Mumbai showed off its glamour quotient and the green bucks.... Delhi flaunted the big designers and the foreign buyers. Two cities and two more Fashion Weeks later, the great battle - to crown the real fashion capital of India - continues, observes Nabanita Dutt
So,
when did Delhi become the fashion capital of India...and why did Mumbai
agree to let a largely provincial, principally Punjabi city steal its
crown? As the battle of the Fashion Weeks drew to a close in April,
it was instructive to remember that things weren't always as combative
as they have now become.
Back in the 1980s, there weren't that many fashion designers anyway. Bina Ramani sold clothes from the Hauz Khas village, a gentrified Delhi shopping complex and Ritu Kumar ran Ritu's Boutique.

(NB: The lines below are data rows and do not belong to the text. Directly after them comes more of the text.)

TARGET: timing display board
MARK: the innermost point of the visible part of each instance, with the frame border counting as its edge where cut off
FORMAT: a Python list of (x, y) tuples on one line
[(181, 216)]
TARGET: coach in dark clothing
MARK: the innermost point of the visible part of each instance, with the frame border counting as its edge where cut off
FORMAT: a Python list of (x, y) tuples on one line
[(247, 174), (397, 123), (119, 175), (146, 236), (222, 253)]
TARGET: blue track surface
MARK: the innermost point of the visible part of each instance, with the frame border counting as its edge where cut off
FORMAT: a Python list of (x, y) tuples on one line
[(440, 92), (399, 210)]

Mumbai (or Bombay as it was known then) had the glamour quotient. In the early 1970s, Parmeshwar Godrej ran Dancing Silks - then India's most exclusive boutique - and by 1976, she was on the cover of a film glossy, as big a star as the actresses she dressed. That was Mumbai's great advantage, you see: it had the movie business.

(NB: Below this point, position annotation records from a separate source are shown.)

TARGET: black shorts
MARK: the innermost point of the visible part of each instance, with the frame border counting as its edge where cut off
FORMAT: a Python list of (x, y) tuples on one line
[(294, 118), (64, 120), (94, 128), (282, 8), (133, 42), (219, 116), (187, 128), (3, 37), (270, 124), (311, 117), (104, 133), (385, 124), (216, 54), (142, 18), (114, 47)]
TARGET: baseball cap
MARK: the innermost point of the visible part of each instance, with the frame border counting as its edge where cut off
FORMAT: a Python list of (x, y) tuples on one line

The designers were drawn to the Juhu-Vile Parle Scheme like moths to a flame. Godrej may have dressed Zeenat Aman, Parveen Babi and Dimple Kapadia. But there were others who were only too willing to dress the lesser stars. Even Akbar of Kachins, a relatively modest tailoring shop, became a legend on the basis of the clothes he made for Amitabh Bachchan to wear in his movies.
When
the designer boom got properly under way in the 1980s, it was Mumbai
that was at its centre. In those days, Rohit Khosla was India's best-known
designer and even though he lived in Delhi, it was in Mumbai that he
had the most impact. He helped his friend, Tarun Tahiliani, a management
graduate with no previous experience of fashion, to set up Ensemble,
India's first real designer boutique in the heart of Mumbai's dockland.